First, MacArthur wanted to deal with the Japanese constitutional reform issue on his own initiative. The main reason for that was probably the Showa Emperor issue. MacArthur as commander of the Pacific War knew the strength of the Japanese military better than anyone. Millions of Japanese soldiers ceased resistance all at once at the command of the Showa Emperor, and obeyed orders from the occupation army after August 15. MacArthur, the supreme commander who bore responsibility for U.S. soldiers’ lives, was very grateful for the Showa Emperor’s authority.

The Showa Emperor was tough and skillful at grasping the situation, and definitely carried out what was agreed upon. MacArthur probably became certain at their first meeting that the Showa Emperor was essential to carrying out his great mission, the Occupation of Japan.

Meanwhile, the Tokyo tribunal of war criminals was approaching in three months, on May 3 (1946). MacArthur wanted to protect the Showa Emperor somehow, isolating him from indictment for war responsibility in order to secure his cooperation in implementing the occupation policy smoothly. However, an opinion in favor of putting the Emperor on trial persisted among some Allies, such as Australia and New Zealand. Even many American people wanted to find the Emperor guilty.

To avoid putting the Emperor on trial, MacArthur had to introduce a new constitution that said, “Neither the Emperor nor Japan will ever be a militarily threat in the future”

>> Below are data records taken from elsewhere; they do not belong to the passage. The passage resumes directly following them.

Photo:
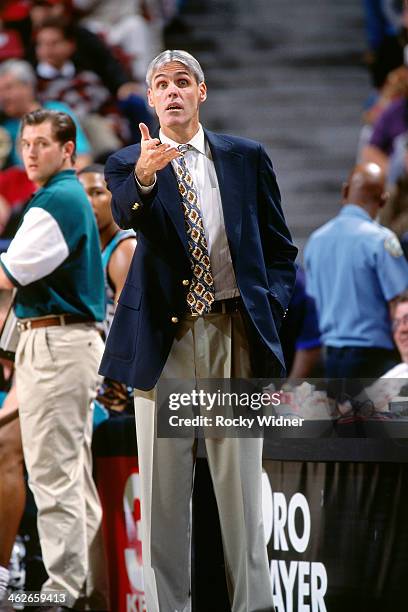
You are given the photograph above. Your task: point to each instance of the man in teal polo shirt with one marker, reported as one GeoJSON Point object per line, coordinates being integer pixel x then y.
{"type": "Point", "coordinates": [54, 262]}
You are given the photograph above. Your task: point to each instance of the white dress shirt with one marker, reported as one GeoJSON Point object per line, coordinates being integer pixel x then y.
{"type": "Point", "coordinates": [202, 169]}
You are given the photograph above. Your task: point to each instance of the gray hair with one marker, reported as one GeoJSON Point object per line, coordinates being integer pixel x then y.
{"type": "Point", "coordinates": [175, 55]}
{"type": "Point", "coordinates": [21, 70]}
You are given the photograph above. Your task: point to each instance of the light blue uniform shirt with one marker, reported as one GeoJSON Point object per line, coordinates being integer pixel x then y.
{"type": "Point", "coordinates": [354, 266]}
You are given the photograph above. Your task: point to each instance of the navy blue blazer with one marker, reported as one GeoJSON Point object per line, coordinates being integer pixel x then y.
{"type": "Point", "coordinates": [154, 295]}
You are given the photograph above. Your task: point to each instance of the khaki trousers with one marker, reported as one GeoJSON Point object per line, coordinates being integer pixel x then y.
{"type": "Point", "coordinates": [214, 346]}
{"type": "Point", "coordinates": [56, 376]}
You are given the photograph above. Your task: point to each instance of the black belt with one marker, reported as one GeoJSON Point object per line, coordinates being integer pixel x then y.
{"type": "Point", "coordinates": [226, 306]}
{"type": "Point", "coordinates": [52, 320]}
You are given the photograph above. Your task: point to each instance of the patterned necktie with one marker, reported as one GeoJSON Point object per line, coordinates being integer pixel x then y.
{"type": "Point", "coordinates": [201, 291]}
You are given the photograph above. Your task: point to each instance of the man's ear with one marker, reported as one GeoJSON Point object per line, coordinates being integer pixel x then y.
{"type": "Point", "coordinates": [69, 148]}
{"type": "Point", "coordinates": [202, 92]}
{"type": "Point", "coordinates": [150, 97]}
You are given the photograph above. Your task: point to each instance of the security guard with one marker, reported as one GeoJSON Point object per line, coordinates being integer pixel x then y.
{"type": "Point", "coordinates": [355, 268]}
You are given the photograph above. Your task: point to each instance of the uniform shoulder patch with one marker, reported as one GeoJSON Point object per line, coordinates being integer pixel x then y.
{"type": "Point", "coordinates": [392, 245]}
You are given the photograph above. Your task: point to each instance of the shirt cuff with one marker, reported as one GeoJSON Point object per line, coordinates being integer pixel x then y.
{"type": "Point", "coordinates": [143, 188]}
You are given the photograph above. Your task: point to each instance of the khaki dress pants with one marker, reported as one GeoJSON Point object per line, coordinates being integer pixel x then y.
{"type": "Point", "coordinates": [56, 376]}
{"type": "Point", "coordinates": [213, 346]}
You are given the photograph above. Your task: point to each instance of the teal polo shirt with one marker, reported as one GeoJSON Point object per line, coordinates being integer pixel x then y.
{"type": "Point", "coordinates": [54, 259]}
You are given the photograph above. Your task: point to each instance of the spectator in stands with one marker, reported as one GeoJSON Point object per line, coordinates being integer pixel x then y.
{"type": "Point", "coordinates": [391, 124]}
{"type": "Point", "coordinates": [91, 53]}
{"type": "Point", "coordinates": [118, 247]}
{"type": "Point", "coordinates": [383, 23]}
{"type": "Point", "coordinates": [62, 78]}
{"type": "Point", "coordinates": [299, 333]}
{"type": "Point", "coordinates": [54, 261]}
{"type": "Point", "coordinates": [399, 315]}
{"type": "Point", "coordinates": [354, 269]}
{"type": "Point", "coordinates": [12, 484]}
{"type": "Point", "coordinates": [125, 25]}
{"type": "Point", "coordinates": [18, 96]}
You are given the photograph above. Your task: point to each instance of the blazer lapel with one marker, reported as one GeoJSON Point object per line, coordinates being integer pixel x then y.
{"type": "Point", "coordinates": [170, 197]}
{"type": "Point", "coordinates": [229, 167]}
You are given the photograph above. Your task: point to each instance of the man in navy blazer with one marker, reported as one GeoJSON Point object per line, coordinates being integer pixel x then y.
{"type": "Point", "coordinates": [162, 328]}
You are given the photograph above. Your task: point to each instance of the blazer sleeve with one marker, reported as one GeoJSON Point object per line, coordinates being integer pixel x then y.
{"type": "Point", "coordinates": [128, 205]}
{"type": "Point", "coordinates": [278, 248]}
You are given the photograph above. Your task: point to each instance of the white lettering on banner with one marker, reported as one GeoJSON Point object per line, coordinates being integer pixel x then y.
{"type": "Point", "coordinates": [133, 557]}
{"type": "Point", "coordinates": [135, 603]}
{"type": "Point", "coordinates": [288, 581]}
{"type": "Point", "coordinates": [319, 574]}
{"type": "Point", "coordinates": [297, 586]}
{"type": "Point", "coordinates": [299, 501]}
{"type": "Point", "coordinates": [279, 522]}
{"type": "Point", "coordinates": [303, 586]}
{"type": "Point", "coordinates": [286, 597]}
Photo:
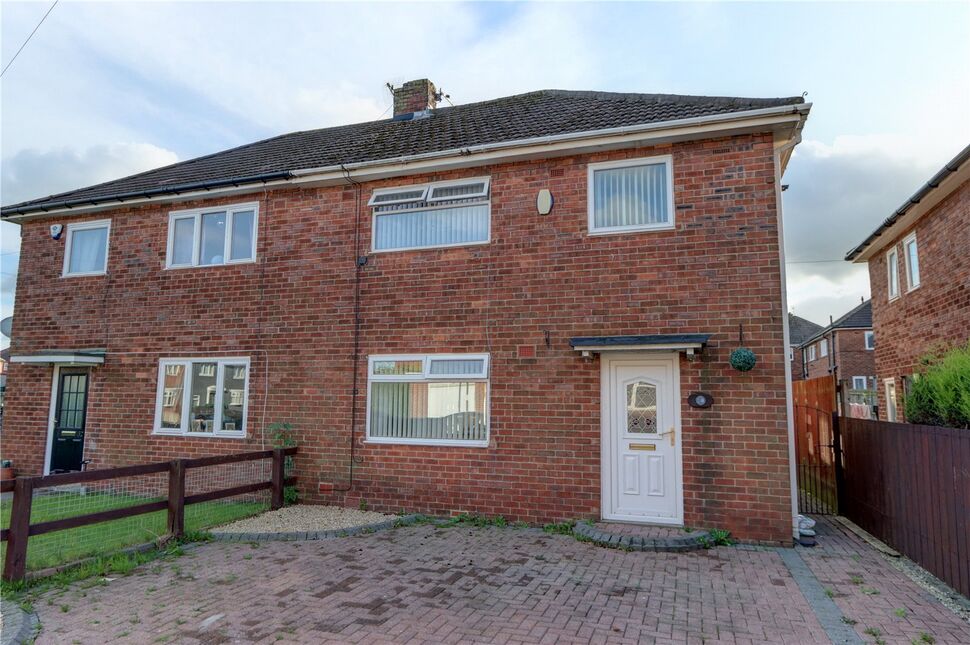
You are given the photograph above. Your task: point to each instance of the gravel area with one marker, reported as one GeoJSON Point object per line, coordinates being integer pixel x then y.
{"type": "Point", "coordinates": [304, 518]}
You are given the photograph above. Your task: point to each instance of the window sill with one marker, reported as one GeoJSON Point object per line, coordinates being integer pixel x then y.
{"type": "Point", "coordinates": [91, 274]}
{"type": "Point", "coordinates": [179, 267]}
{"type": "Point", "coordinates": [198, 435]}
{"type": "Point", "coordinates": [632, 229]}
{"type": "Point", "coordinates": [432, 247]}
{"type": "Point", "coordinates": [443, 443]}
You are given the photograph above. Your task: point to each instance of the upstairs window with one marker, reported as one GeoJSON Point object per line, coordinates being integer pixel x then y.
{"type": "Point", "coordinates": [204, 396]}
{"type": "Point", "coordinates": [212, 236]}
{"type": "Point", "coordinates": [434, 399]}
{"type": "Point", "coordinates": [86, 248]}
{"type": "Point", "coordinates": [892, 266]}
{"type": "Point", "coordinates": [631, 195]}
{"type": "Point", "coordinates": [911, 253]}
{"type": "Point", "coordinates": [443, 214]}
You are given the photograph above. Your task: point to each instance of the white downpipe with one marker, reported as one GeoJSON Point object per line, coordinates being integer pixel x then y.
{"type": "Point", "coordinates": [789, 403]}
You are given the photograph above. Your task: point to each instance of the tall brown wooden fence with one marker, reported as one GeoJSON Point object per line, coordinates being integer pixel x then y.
{"type": "Point", "coordinates": [909, 485]}
{"type": "Point", "coordinates": [814, 403]}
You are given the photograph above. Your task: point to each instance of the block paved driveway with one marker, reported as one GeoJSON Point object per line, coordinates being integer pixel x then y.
{"type": "Point", "coordinates": [423, 584]}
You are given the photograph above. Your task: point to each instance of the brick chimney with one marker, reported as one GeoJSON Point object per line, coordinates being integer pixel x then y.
{"type": "Point", "coordinates": [414, 96]}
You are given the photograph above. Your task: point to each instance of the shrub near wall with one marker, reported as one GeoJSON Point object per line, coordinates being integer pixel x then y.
{"type": "Point", "coordinates": [940, 396]}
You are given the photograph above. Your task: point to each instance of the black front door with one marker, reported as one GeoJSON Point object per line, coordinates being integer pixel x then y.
{"type": "Point", "coordinates": [67, 448]}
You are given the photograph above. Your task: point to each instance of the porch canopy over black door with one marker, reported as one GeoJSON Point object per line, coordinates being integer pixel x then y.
{"type": "Point", "coordinates": [67, 448]}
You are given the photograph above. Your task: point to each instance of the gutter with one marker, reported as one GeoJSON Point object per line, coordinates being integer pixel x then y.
{"type": "Point", "coordinates": [920, 194]}
{"type": "Point", "coordinates": [396, 165]}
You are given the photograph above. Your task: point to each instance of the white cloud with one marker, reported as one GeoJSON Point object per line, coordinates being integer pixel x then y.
{"type": "Point", "coordinates": [838, 194]}
{"type": "Point", "coordinates": [33, 173]}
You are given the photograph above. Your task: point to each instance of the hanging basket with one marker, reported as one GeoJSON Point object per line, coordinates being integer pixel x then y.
{"type": "Point", "coordinates": [743, 359]}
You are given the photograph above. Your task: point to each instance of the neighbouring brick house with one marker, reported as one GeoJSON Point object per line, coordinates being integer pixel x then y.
{"type": "Point", "coordinates": [799, 330]}
{"type": "Point", "coordinates": [499, 307]}
{"type": "Point", "coordinates": [844, 348]}
{"type": "Point", "coordinates": [919, 272]}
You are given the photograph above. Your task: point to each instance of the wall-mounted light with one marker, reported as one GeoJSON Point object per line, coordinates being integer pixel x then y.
{"type": "Point", "coordinates": [544, 202]}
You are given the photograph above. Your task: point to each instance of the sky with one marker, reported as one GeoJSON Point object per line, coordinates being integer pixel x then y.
{"type": "Point", "coordinates": [103, 90]}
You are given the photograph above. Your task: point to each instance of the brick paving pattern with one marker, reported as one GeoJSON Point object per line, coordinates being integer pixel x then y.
{"type": "Point", "coordinates": [423, 584]}
{"type": "Point", "coordinates": [876, 595]}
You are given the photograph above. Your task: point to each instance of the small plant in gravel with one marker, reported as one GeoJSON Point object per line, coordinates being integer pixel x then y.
{"type": "Point", "coordinates": [559, 528]}
{"type": "Point", "coordinates": [716, 537]}
{"type": "Point", "coordinates": [282, 434]}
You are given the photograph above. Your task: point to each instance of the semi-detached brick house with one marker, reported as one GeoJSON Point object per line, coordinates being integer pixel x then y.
{"type": "Point", "coordinates": [844, 348]}
{"type": "Point", "coordinates": [799, 330]}
{"type": "Point", "coordinates": [499, 307]}
{"type": "Point", "coordinates": [919, 274]}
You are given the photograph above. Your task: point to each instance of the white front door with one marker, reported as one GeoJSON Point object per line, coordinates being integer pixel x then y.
{"type": "Point", "coordinates": [642, 475]}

To make a long story short, however, as a result of a conflict between the U.S. and the Soviet Union regarding the authority of the occupation of Japan, the Far Eastern Commission (FEC), a supreme decision-making body for the Occupation of Japan composed of 11 countries, was founded in Washington. (Birth Story of the Constitution of Japan by Tatsuo Sato/Printing Bureau of Ministry of the Treasury)

It was decided that FEC would have a preferential decision-making power on the Japanese Constitution amendment issue after its establishment. So even MacArthur was not sure whether he would have the right to take the initiative on the amendment of the Japanese Constitution. On January 29, 1946, MacArthur addressed a research group of the Far Eastern Advisory Commission (predecessor of FEC). He remarked at that time, “The Japanese constitutional reform issue…has been out of my hands.” The real intention behind his remark, however, is unknown.